Smoker maiden voyage

Had the first smoker event – a large batch of pork ribs and chicken drumsticks. Paired with Dutch Cole slaw, cauliflower-broccoli salad, and macaroni salad, it was a great meal. It’s quite different from the Holland grill. The Holland is more of a conventional oven with almost everything taking an hour or less to prepare. It operates at 400 degrees and is easily cleaned after use with a thorough cleaning required every six months or so. The smoker has much more overhead associated with it – more to clean with each use so you wouldn’t want to use it for just a casual meal. Right now I’m looking at the smoker as a special event cooker with company rather than a mid week meal producer. One operational aspect that surprised me was water usage. There’s a water pan that holds a quart or two and supplies moisture to the meat when cooking. Tom had indicated that he had to add water to the pan on an 8 hour smoking experience. The ribs were scheduled to cook 4 hours so I filled the pan expecting it to be down 50% by the end of the process. Instead it was still full – in fact if anything there seemed to be more than at the start. I could understand some rendered fat drippings adding to the water during the cooking process but with an oven temp of 235, I would have expected more water to have boiled off. Wonder why it didn’t?

The detailing job on the truck turned out nicer than I expected. I forgot how it looked when new.
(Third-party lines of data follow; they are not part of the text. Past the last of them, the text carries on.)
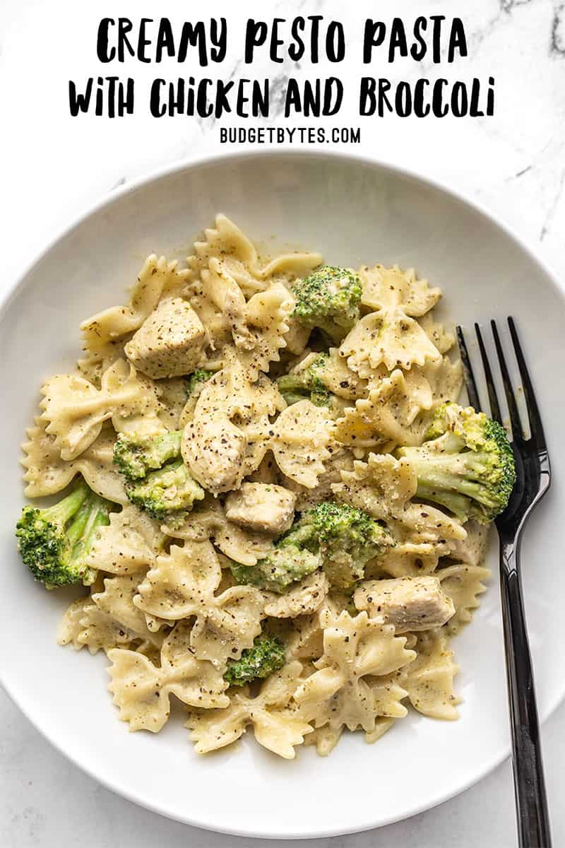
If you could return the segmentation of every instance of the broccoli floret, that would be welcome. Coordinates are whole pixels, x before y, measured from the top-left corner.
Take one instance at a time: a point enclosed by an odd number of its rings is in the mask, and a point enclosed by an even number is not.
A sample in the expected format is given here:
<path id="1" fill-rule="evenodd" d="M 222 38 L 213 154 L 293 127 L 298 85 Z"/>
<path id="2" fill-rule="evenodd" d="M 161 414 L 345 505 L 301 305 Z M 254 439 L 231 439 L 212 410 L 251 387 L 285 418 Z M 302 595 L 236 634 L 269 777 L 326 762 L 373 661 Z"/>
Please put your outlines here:
<path id="1" fill-rule="evenodd" d="M 319 568 L 322 561 L 319 553 L 301 549 L 298 545 L 285 544 L 259 560 L 255 566 L 242 566 L 231 562 L 231 573 L 239 583 L 248 583 L 282 594 L 291 583 L 302 580 Z"/>
<path id="2" fill-rule="evenodd" d="M 285 645 L 276 636 L 257 636 L 252 648 L 241 651 L 240 660 L 228 660 L 224 679 L 230 686 L 263 680 L 285 665 Z"/>
<path id="3" fill-rule="evenodd" d="M 120 432 L 114 445 L 114 461 L 127 480 L 141 480 L 180 455 L 181 435 L 180 430 L 162 436 Z"/>
<path id="4" fill-rule="evenodd" d="M 213 377 L 213 371 L 206 371 L 205 368 L 197 368 L 195 371 L 186 377 L 186 397 L 191 398 L 193 395 L 198 395 L 204 388 L 204 383 L 207 380 L 209 380 L 211 377 Z"/>
<path id="5" fill-rule="evenodd" d="M 22 560 L 46 586 L 94 583 L 86 565 L 96 531 L 109 524 L 113 505 L 80 481 L 65 498 L 44 510 L 25 506 L 16 524 Z"/>
<path id="6" fill-rule="evenodd" d="M 324 265 L 293 288 L 294 315 L 307 326 L 317 326 L 339 343 L 359 319 L 362 286 L 347 268 Z"/>
<path id="7" fill-rule="evenodd" d="M 330 405 L 330 393 L 320 378 L 327 361 L 327 354 L 318 354 L 310 365 L 302 371 L 278 377 L 279 391 L 287 404 L 296 404 L 296 401 L 306 399 L 316 406 Z"/>
<path id="8" fill-rule="evenodd" d="M 506 509 L 516 466 L 504 428 L 484 412 L 457 404 L 436 410 L 419 448 L 402 448 L 418 476 L 416 494 L 445 506 L 461 522 L 483 524 Z"/>
<path id="9" fill-rule="evenodd" d="M 151 471 L 138 483 L 126 483 L 125 491 L 132 504 L 172 527 L 182 524 L 194 501 L 204 497 L 204 489 L 192 479 L 181 459 Z"/>
<path id="10" fill-rule="evenodd" d="M 305 545 L 318 544 L 330 583 L 341 589 L 361 580 L 369 560 L 392 544 L 386 529 L 371 516 L 331 500 L 305 512 L 295 532 L 303 537 L 309 533 L 312 541 Z"/>
<path id="11" fill-rule="evenodd" d="M 238 583 L 282 593 L 323 566 L 333 586 L 348 589 L 391 544 L 386 530 L 362 510 L 324 501 L 304 512 L 257 565 L 230 567 Z"/>

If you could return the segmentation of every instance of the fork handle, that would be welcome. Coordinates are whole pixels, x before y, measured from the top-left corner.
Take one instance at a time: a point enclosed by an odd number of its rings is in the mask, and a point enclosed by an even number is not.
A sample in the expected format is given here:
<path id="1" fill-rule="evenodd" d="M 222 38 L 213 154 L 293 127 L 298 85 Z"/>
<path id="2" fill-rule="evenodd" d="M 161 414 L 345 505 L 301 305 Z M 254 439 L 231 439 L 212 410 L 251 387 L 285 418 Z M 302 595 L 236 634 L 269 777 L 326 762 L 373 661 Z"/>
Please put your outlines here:
<path id="1" fill-rule="evenodd" d="M 519 538 L 501 542 L 501 590 L 520 848 L 551 848 L 540 724 L 519 574 Z"/>

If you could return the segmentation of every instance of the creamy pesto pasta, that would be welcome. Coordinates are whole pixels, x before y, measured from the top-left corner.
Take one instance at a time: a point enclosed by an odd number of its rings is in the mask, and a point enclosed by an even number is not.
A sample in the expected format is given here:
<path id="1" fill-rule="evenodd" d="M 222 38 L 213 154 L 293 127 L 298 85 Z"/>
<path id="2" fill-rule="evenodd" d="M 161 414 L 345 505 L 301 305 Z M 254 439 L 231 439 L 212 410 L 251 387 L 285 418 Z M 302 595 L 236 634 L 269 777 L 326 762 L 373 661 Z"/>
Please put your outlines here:
<path id="1" fill-rule="evenodd" d="M 130 730 L 176 699 L 198 753 L 252 728 L 292 758 L 457 718 L 490 516 L 422 471 L 474 415 L 440 298 L 413 269 L 262 256 L 219 215 L 81 325 L 23 445 L 25 494 L 63 505 L 17 535 L 37 579 L 87 587 L 58 639 L 105 652 Z"/>

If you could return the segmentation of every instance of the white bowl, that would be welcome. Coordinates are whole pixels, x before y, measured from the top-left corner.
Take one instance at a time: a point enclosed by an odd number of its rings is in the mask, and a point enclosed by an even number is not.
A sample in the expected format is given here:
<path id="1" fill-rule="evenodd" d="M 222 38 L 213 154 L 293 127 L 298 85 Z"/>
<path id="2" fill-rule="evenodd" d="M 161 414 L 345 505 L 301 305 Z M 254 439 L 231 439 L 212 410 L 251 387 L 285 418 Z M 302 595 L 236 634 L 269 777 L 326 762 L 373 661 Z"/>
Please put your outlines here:
<path id="1" fill-rule="evenodd" d="M 565 368 L 563 293 L 551 272 L 487 214 L 445 188 L 359 158 L 273 152 L 206 159 L 113 194 L 64 233 L 9 294 L 0 313 L 4 414 L 0 545 L 2 678 L 45 736 L 120 795 L 163 815 L 252 836 L 313 837 L 373 828 L 460 792 L 508 754 L 497 581 L 455 640 L 461 719 L 418 714 L 376 745 L 346 735 L 327 759 L 295 761 L 252 738 L 196 755 L 172 717 L 158 735 L 128 734 L 106 691 L 106 661 L 58 647 L 67 599 L 31 580 L 15 550 L 23 500 L 18 445 L 36 413 L 42 378 L 70 366 L 86 316 L 122 302 L 151 253 L 184 256 L 223 211 L 252 238 L 320 250 L 330 263 L 415 265 L 445 293 L 445 314 L 516 318 L 546 427 L 554 485 L 530 522 L 523 583 L 542 718 L 562 698 L 561 613 Z M 490 566 L 496 572 L 496 543 Z M 177 720 L 179 719 L 179 720 Z M 251 734 L 248 734 L 251 737 Z"/>

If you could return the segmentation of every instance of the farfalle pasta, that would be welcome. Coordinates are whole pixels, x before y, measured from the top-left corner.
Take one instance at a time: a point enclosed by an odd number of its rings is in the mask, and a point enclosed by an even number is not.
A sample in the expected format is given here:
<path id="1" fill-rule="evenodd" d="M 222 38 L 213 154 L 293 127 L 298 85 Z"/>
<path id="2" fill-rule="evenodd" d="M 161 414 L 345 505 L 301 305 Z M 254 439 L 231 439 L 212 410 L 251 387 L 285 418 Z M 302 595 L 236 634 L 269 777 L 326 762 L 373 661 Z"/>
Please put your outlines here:
<path id="1" fill-rule="evenodd" d="M 24 508 L 24 562 L 88 587 L 58 643 L 108 656 L 130 730 L 180 701 L 199 754 L 252 728 L 283 758 L 326 756 L 411 708 L 456 718 L 451 639 L 503 499 L 422 471 L 460 444 L 463 474 L 483 427 L 457 405 L 440 289 L 264 255 L 219 215 L 186 265 L 152 254 L 120 294 L 81 324 L 22 446 L 26 495 L 58 499 Z"/>

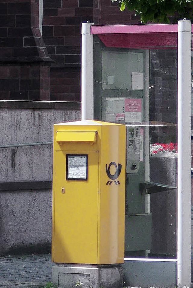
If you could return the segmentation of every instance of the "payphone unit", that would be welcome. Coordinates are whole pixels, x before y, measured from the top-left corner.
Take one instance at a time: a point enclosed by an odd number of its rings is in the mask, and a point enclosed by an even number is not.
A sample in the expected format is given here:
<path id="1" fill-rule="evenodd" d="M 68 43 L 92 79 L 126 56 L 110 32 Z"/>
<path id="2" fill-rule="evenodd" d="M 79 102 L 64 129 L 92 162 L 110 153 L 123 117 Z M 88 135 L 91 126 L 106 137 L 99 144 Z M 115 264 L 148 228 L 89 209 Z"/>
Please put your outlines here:
<path id="1" fill-rule="evenodd" d="M 163 192 L 163 193 L 170 190 L 175 193 L 176 187 L 175 151 L 171 160 L 170 154 L 167 158 L 156 158 L 155 154 L 151 156 L 150 143 L 168 143 L 170 137 L 176 142 L 175 119 L 172 124 L 166 123 L 169 121 L 164 121 L 161 111 L 159 114 L 156 111 L 161 89 L 160 85 L 158 88 L 157 82 L 165 77 L 159 52 L 117 48 L 112 40 L 105 45 L 103 37 L 94 36 L 94 118 L 126 126 L 125 255 L 147 257 L 157 253 L 159 257 L 167 254 L 175 257 L 173 233 L 170 247 L 165 246 L 161 251 L 157 249 L 160 240 L 159 235 L 155 235 L 156 212 L 152 206 L 160 192 Z M 161 176 L 163 173 L 168 177 Z M 175 203 L 175 197 L 173 193 L 170 201 Z M 176 231 L 174 213 L 169 220 L 173 225 L 172 233 Z"/>

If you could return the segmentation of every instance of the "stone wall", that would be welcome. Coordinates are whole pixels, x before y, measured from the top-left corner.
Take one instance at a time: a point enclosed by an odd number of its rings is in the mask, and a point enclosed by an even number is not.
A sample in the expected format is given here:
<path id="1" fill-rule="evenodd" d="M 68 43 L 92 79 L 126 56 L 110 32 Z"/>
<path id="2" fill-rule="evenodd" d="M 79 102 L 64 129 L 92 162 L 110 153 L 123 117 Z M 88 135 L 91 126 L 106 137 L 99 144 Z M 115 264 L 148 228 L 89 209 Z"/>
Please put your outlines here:
<path id="1" fill-rule="evenodd" d="M 0 254 L 47 252 L 52 150 L 52 144 L 43 143 L 52 142 L 54 123 L 80 119 L 80 106 L 70 103 L 61 104 L 61 109 L 38 109 L 32 102 L 32 109 L 0 104 Z M 17 146 L 40 142 L 43 144 Z M 11 144 L 14 147 L 5 147 Z"/>

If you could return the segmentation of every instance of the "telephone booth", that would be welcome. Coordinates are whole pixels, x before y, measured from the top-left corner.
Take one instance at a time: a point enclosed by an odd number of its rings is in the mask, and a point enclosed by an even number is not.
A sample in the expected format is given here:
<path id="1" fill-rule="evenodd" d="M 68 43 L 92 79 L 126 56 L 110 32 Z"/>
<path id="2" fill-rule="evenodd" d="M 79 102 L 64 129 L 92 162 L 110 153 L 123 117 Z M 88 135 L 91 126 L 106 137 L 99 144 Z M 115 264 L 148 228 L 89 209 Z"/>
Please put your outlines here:
<path id="1" fill-rule="evenodd" d="M 82 119 L 126 126 L 125 286 L 190 286 L 192 29 L 82 24 Z"/>

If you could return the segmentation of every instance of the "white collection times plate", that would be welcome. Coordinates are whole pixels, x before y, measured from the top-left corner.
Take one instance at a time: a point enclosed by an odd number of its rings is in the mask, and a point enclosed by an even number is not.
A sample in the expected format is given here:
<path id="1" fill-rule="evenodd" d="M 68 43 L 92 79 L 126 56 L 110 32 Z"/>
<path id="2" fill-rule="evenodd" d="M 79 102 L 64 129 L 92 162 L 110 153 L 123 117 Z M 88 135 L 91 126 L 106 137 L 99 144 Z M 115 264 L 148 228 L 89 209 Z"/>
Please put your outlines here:
<path id="1" fill-rule="evenodd" d="M 88 155 L 66 155 L 66 180 L 87 180 Z"/>

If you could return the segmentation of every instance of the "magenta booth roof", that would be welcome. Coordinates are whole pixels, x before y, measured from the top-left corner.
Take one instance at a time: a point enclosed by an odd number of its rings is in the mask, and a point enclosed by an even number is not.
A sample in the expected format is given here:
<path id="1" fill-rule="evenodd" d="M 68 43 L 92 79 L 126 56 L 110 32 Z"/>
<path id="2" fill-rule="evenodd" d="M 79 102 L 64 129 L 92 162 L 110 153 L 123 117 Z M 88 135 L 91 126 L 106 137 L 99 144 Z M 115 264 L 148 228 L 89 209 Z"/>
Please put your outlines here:
<path id="1" fill-rule="evenodd" d="M 178 26 L 177 24 L 93 26 L 90 27 L 90 31 L 97 34 L 107 47 L 176 48 Z"/>

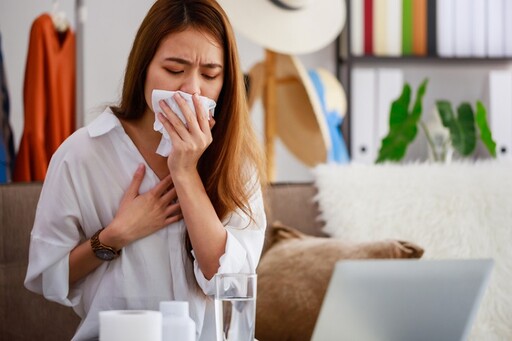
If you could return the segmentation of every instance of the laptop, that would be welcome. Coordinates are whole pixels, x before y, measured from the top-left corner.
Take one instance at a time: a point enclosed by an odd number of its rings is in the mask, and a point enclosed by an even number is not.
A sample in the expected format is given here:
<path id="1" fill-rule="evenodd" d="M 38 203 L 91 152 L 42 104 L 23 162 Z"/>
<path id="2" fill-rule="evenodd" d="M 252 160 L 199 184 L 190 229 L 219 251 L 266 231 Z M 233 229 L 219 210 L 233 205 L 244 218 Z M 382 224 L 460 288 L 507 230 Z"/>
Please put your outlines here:
<path id="1" fill-rule="evenodd" d="M 336 263 L 312 341 L 466 340 L 493 261 Z"/>

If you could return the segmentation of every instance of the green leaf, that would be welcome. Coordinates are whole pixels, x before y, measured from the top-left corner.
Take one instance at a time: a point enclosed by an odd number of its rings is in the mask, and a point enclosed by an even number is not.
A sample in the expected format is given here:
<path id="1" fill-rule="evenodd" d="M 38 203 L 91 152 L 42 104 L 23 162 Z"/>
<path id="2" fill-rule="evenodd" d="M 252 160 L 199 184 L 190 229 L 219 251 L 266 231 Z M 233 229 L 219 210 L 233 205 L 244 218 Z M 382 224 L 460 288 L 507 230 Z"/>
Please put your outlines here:
<path id="1" fill-rule="evenodd" d="M 496 142 L 492 138 L 491 129 L 487 123 L 487 110 L 482 102 L 476 102 L 476 125 L 480 130 L 480 139 L 492 157 L 496 157 Z"/>
<path id="2" fill-rule="evenodd" d="M 384 161 L 400 161 L 405 156 L 407 146 L 414 141 L 418 133 L 418 122 L 421 118 L 422 99 L 427 90 L 428 80 L 425 79 L 416 92 L 416 101 L 409 113 L 411 102 L 411 86 L 404 84 L 402 94 L 391 104 L 389 114 L 389 133 L 382 139 L 376 163 Z"/>
<path id="3" fill-rule="evenodd" d="M 475 116 L 469 103 L 462 103 L 455 116 L 448 101 L 436 102 L 443 126 L 450 131 L 453 148 L 462 156 L 470 155 L 476 148 Z"/>

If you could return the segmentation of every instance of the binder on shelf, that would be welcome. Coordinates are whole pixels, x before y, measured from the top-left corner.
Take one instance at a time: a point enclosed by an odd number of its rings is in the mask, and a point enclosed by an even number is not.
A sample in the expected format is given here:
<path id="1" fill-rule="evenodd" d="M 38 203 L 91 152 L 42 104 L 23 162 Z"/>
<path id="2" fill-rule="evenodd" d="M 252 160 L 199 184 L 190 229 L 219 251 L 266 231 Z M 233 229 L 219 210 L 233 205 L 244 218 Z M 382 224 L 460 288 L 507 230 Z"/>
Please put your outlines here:
<path id="1" fill-rule="evenodd" d="M 388 51 L 388 0 L 373 2 L 373 54 L 386 56 Z"/>
<path id="2" fill-rule="evenodd" d="M 487 0 L 487 55 L 489 57 L 499 58 L 505 55 L 504 8 L 504 0 Z"/>
<path id="3" fill-rule="evenodd" d="M 512 71 L 489 72 L 489 120 L 499 159 L 512 159 Z"/>
<path id="4" fill-rule="evenodd" d="M 412 1 L 403 0 L 402 2 L 402 54 L 404 56 L 412 54 Z"/>
<path id="5" fill-rule="evenodd" d="M 405 1 L 405 0 L 404 0 Z M 437 55 L 437 0 L 427 0 L 427 54 Z"/>
<path id="6" fill-rule="evenodd" d="M 455 56 L 471 56 L 473 0 L 455 0 Z"/>
<path id="7" fill-rule="evenodd" d="M 373 0 L 364 0 L 364 54 L 373 55 Z"/>
<path id="8" fill-rule="evenodd" d="M 441 0 L 436 6 L 437 53 L 441 57 L 454 56 L 455 0 Z"/>
<path id="9" fill-rule="evenodd" d="M 512 1 L 505 1 L 505 8 L 503 10 L 504 25 L 505 25 L 505 57 L 512 57 Z"/>
<path id="10" fill-rule="evenodd" d="M 485 36 L 487 27 L 487 0 L 472 0 L 471 3 L 471 55 L 483 58 L 487 56 Z"/>
<path id="11" fill-rule="evenodd" d="M 350 52 L 353 56 L 364 53 L 364 1 L 351 0 L 350 3 Z"/>
<path id="12" fill-rule="evenodd" d="M 387 0 L 387 55 L 402 55 L 402 0 Z"/>
<path id="13" fill-rule="evenodd" d="M 412 53 L 427 55 L 427 0 L 412 3 Z"/>
<path id="14" fill-rule="evenodd" d="M 351 100 L 351 157 L 354 162 L 372 164 L 375 147 L 375 69 L 354 68 Z"/>
<path id="15" fill-rule="evenodd" d="M 404 75 L 401 69 L 381 68 L 377 70 L 377 110 L 375 117 L 376 152 L 380 148 L 382 139 L 389 132 L 389 113 L 391 103 L 400 97 L 404 84 Z"/>

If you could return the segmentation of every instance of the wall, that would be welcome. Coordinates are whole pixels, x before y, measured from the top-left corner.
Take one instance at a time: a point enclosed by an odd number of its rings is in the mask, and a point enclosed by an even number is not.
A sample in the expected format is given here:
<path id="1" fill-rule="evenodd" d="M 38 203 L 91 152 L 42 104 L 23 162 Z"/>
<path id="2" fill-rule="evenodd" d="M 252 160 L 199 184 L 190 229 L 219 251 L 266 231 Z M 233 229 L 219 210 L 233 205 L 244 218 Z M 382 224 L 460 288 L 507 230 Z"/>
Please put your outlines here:
<path id="1" fill-rule="evenodd" d="M 83 27 L 83 106 L 85 123 L 92 120 L 105 104 L 115 102 L 120 93 L 122 75 L 135 32 L 153 0 L 83 0 L 86 21 Z M 34 19 L 52 10 L 50 0 L 2 0 L 0 32 L 11 97 L 11 125 L 16 145 L 23 131 L 23 77 L 30 26 Z M 76 27 L 75 1 L 59 1 L 73 27 Z M 264 57 L 264 50 L 237 35 L 244 71 Z M 313 54 L 299 56 L 306 68 L 322 66 L 335 72 L 334 44 Z M 263 111 L 257 103 L 252 112 L 257 131 L 263 139 Z M 277 181 L 311 181 L 305 167 L 284 145 L 276 142 Z"/>

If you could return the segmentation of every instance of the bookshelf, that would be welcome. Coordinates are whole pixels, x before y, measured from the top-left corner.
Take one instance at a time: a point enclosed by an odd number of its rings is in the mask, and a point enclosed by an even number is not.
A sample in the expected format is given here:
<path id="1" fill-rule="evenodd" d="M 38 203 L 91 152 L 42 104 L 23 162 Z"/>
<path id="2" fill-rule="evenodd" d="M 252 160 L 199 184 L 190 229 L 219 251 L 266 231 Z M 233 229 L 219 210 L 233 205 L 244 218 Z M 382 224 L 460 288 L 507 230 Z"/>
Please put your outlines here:
<path id="1" fill-rule="evenodd" d="M 362 54 L 354 55 L 352 52 L 352 44 L 351 41 L 351 27 L 352 26 L 352 2 L 354 0 L 347 0 L 347 20 L 346 25 L 343 30 L 343 32 L 340 34 L 338 39 L 336 40 L 336 73 L 338 76 L 338 79 L 341 81 L 345 88 L 345 92 L 347 95 L 347 113 L 345 115 L 345 118 L 343 120 L 343 124 L 341 127 L 343 136 L 345 138 L 345 142 L 347 144 L 347 148 L 349 150 L 350 155 L 352 156 L 352 148 L 353 141 L 354 141 L 354 134 L 355 132 L 351 129 L 351 119 L 353 115 L 353 92 L 355 91 L 353 89 L 353 71 L 356 68 L 365 68 L 365 69 L 379 69 L 379 68 L 394 68 L 394 69 L 419 69 L 424 70 L 425 72 L 425 78 L 429 78 L 430 70 L 433 71 L 435 74 L 436 71 L 439 74 L 441 71 L 449 70 L 450 72 L 447 73 L 447 77 L 451 78 L 460 78 L 462 85 L 466 85 L 468 83 L 467 79 L 471 78 L 471 74 L 477 74 L 479 77 L 475 77 L 474 80 L 471 80 L 475 84 L 478 83 L 478 85 L 473 84 L 473 86 L 478 86 L 479 89 L 481 89 L 484 86 L 487 86 L 487 84 L 483 84 L 486 82 L 484 80 L 484 77 L 482 76 L 485 71 L 487 72 L 491 70 L 512 70 L 512 55 L 506 54 L 503 56 L 496 56 L 496 57 L 490 57 L 490 56 L 440 56 L 439 53 L 436 51 L 432 51 L 432 49 L 429 47 L 429 51 L 424 55 L 393 55 L 393 56 L 383 56 L 383 55 L 369 55 L 365 54 L 364 51 Z M 357 0 L 365 2 L 365 0 Z M 376 1 L 376 0 L 373 0 Z M 400 0 L 401 1 L 401 0 Z M 406 0 L 403 0 L 406 1 Z M 424 0 L 425 3 L 429 2 L 435 2 L 436 0 Z M 440 0 L 437 0 L 440 1 Z M 456 1 L 456 0 L 451 0 Z M 478 0 L 476 0 L 478 1 Z M 480 0 L 481 1 L 481 0 Z M 505 3 L 507 0 L 503 0 L 503 6 L 506 6 Z M 391 2 L 390 2 L 391 3 Z M 396 3 L 396 1 L 395 1 Z M 512 3 L 512 2 L 511 2 Z M 487 5 L 486 5 L 487 6 Z M 507 9 L 507 12 L 512 14 L 509 9 Z M 510 18 L 512 20 L 512 17 Z M 429 25 L 432 25 L 432 23 L 435 23 L 435 19 L 427 18 L 425 20 L 426 23 Z M 427 30 L 428 32 L 436 32 L 436 30 Z M 455 33 L 454 33 L 455 34 Z M 364 37 L 363 37 L 364 38 Z M 505 38 L 504 38 L 505 39 Z M 512 35 L 508 37 L 508 39 L 512 39 Z M 428 43 L 429 46 L 432 46 L 432 43 Z M 439 71 L 441 70 L 441 71 Z M 454 74 L 457 74 L 457 72 L 461 75 L 454 76 Z M 451 79 L 452 82 L 454 82 L 453 79 Z M 410 80 L 407 78 L 407 76 L 404 76 L 404 82 L 410 82 Z M 465 83 L 464 83 L 465 82 Z M 411 84 L 413 85 L 413 84 Z M 414 84 L 416 85 L 416 84 Z M 413 86 L 413 92 L 415 91 L 415 87 Z M 427 90 L 428 93 L 429 90 Z M 481 93 L 481 90 L 478 90 Z M 472 96 L 479 96 L 474 95 L 472 93 L 478 92 L 476 90 L 468 91 L 471 95 L 468 95 L 468 97 Z M 397 96 L 398 97 L 398 96 Z M 472 100 L 472 98 L 468 98 L 468 100 Z M 455 102 L 457 102 L 455 100 Z M 390 103 L 391 104 L 391 103 Z M 510 128 L 510 131 L 512 132 L 512 127 Z"/>

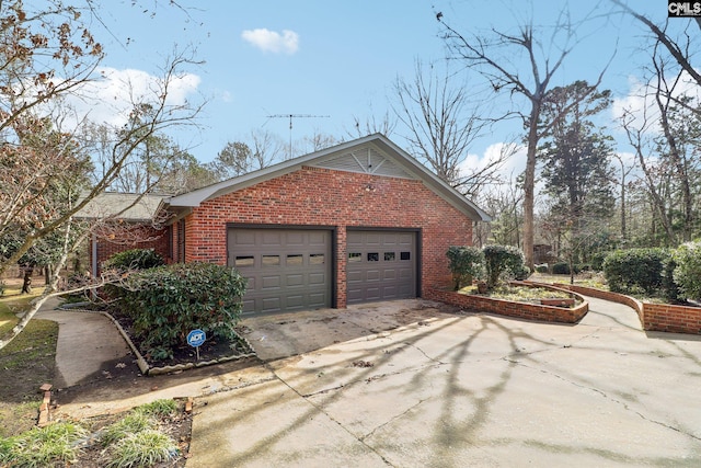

The new cover fit perfectly so now it’s set for a while. The guy who did the work asked me if I parked it under pine trees. He guessed that based on the amount of pine sap that had dripped on it and the scratched areas where I had tried to remove it. He had a good idea – don’t park under pine trees. And if you do, don’t try to remove the sap drippings – just live with it. The cover is our solution.

The previously mentioned biscuits passed a major milestone. We had taken the risk of buying and freezing a dozen assuming they would be just as good or almost as good when thawed and heated. Good move. I popped one in the oven to go with the left over turkey soup Nance had made and was overjoyed when it tasted as good as fresh out of the original oven. Now between the Olde Hearth ciabatta rolls and Emma’s biscuits, I’m in the best bread zone since we left Salt Lake where we had Pacific Bay ciabatta bread and biscuits at Ruth’s Diner.